Veränderte Lebensentwürfe „erfassen“ die Einstellung zur Immobilie

 Anforderungen an die Mobilität tragen ebenso wie der demografische Wandel dazu bei, dass das Eigenheim als vererbbarer „Familienschmuck“ zum Auslaufmodell wird. Wo man mit seinen Kindern in deren Schulzeit wohnte, ist nicht mehr der Ort, an dem man später den Besuch der Enkel erwartet. Für Kinder und Enkel ist das (Groß-)Elternhaus immer seltener ein attraktives Erbobjekt. Der Wunsch nach einem altersgerechten Haus ohne faule Kompromisse wie Treppenlift etc. und das mangelnde Interesse der Erben am gealterten Eigenheim führen dazu, dass dieses heute häufiger „mit warmer Hand“ weitergegeben wird. Und das sogar an Fremde.

Jeder Lebensphase ihr optimales Eigenheim

 Wie bereits im Beitrag „Das Zwischenhaus: ein Sprungbrett“ dargestellt, ist das Eigenheim von heute also zunehmend ein „Lebensabschnittsgefährte“ der Familie. Mit kleinen Kindern ist die höchste Priorität das Streben „raus aus der Miete, hinein ins Eigentum. Mit der Schulpflicht der Kinder gilt es, den Standort des Eigenheimes zwischen den elterlichen Arbeitsorten und den Schulorten der Kinder zu moderieren. Das Zwischenhaus erfüllt den Wunsch nach Eigentum. Um es schneller zu erlangen, macht man Zugeständnisse. Sobald wie möglich folgt ihm das Dauerhaus in der Qualität des eigentlichen Traumhauses. Im Ruhestand folgt das Alters-Traumhaus.

Was bedeutet dieser Wandel für die junge Baufamilie? 

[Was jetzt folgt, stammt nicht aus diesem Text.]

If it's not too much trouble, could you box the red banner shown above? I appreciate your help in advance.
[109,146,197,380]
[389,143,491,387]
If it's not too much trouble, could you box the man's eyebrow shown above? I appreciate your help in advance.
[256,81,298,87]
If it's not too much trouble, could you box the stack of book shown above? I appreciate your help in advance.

Der vorstehend beschriebene Trend ist bereits seit einigen Jahren erkennbar und hat inzwischen die Geburtsjahrgänge „1960 und jünger“ erreicht. Das bedeutet: Die Mehrheit der um 1995 herum „erstgebärenden“ Baupaare wird sich eher ein neues Haus bauen, als die Familienzeit-Immobilie umzurüsten. Auch diejenigen ihrer Generationsgenoss(inn)en, für die ein Hausbau jetzt der erste wäre, wagen diesen Schritt immer öfter in und nach den „Wechseljahren“. Ein Sprichwort besagt, das erste Haus baue man für einen Feind, das zweite für einen Freund und erst das dritte für sich selbst. Die vorgenannte Generation wird bereits mehrheitlich zweimal bauen, und dabei bleibt es nicht. Die Geburtsjahrgänge um die Mitte der 1980er Jahre werden nicht selten gleich dreimal in die Situation kommen, ein Eigenheim ins Visier zu nehmen – das Zwischenhaus nicht mitgerechnet. Diese Immobilien müssen auch für Nachbesitzer attraktiv sein. Das heißt, die Bauleute müssen bei aller Individualität auch bedenken, dass Gestalt und Ausstattung des Eigenheims gut marktgängig sein sollten. Deutschland ist in dieser Hinsicht noch ein ausgesprochenes Entwicklungsland.